Elias sighed, but with no self-pity. "Ah, you know, friend Jason, the mind is fine... it's the body. But you, Jason, you are really all right? How good of you to come. Here you catch me napping and recording my memoirs. And I have just got to Clara and Benito. Old Musso wasn't a bad sort actually— a fascist bully, of course, but always considerate of the lower folk, and he considered us journalists the lowest of folk, I assure you. Look here, I'm being rude. I'm drinking my ypovrihio—-my submarine." He pointed to a glass of water with thick vanilla candy submerged in it, next to his tape recorder. "Have some, Jason?"
"No, thanks, Yanni, I have no time." But he sat down on the edge of the cot.
Yanni Elias gave a faint chuckle. "You think you have no time, my friend! My doctor has told me my days are numbered. I have maybe a month."
Jason gave a low whistle of sympathy.
"Maybe if I refuse to pay his fee, he will extend my time until I do. But what brings you to Athens?"
Next door was an open-air movie theatre, in a large garden filled with sunflowers and fragrant jasmine and equipped with wicker chairs. Young people ate stragalia—popcorn—and drank cola as they watched the movie. Over the dialogue of Butch Cassidy and the Sundance Kid, Jason filled in his friend about the past few years. He started to tell him about the scrolls, but hesitated; the man was so obviously sick.

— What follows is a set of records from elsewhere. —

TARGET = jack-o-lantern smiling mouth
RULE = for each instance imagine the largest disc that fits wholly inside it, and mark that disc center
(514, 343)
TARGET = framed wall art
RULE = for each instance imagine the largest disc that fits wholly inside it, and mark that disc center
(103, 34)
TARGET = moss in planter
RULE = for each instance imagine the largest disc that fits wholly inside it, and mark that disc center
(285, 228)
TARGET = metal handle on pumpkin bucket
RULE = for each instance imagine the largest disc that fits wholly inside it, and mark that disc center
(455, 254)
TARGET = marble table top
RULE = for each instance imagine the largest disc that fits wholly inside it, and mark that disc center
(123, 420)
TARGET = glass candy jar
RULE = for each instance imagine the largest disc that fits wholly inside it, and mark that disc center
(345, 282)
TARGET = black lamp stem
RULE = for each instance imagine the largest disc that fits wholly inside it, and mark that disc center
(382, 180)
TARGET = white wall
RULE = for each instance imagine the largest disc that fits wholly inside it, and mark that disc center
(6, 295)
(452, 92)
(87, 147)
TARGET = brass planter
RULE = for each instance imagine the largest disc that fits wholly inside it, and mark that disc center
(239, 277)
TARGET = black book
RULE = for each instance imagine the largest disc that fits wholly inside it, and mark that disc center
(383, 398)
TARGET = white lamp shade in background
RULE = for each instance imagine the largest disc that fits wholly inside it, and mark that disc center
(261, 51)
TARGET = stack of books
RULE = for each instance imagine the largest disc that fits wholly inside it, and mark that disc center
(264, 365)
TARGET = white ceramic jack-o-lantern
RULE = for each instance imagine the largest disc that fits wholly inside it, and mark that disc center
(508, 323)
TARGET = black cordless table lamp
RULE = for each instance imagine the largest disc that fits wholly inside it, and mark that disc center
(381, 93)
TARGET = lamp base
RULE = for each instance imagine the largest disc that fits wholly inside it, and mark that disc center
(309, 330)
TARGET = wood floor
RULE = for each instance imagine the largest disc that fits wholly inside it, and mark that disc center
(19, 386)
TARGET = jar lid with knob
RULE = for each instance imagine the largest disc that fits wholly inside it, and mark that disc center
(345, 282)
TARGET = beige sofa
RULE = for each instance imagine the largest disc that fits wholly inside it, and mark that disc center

“I’m thinking of writing something about Mount Athos,” Jason said.    "
"You, a writer on religious matters?" Yanni said with surprise.
"Not exactly," Jason smiled. “This Constantine, what do you know about him?"
Yanni snorted. "What do I know of Constantine? Everything. Well, everything and nothing, as they say. Everything except the mystery of why this man, a very astute, worldly man, mind you, would gracefully and voluntarily give up his leadership of the Church, and retreat to Mount Athos to live in seclusion as the abbot of a monastery, never to be seen by anyone but the monks. For what reason?"
"Then he really was a powerful force in the Church?" Jason asked.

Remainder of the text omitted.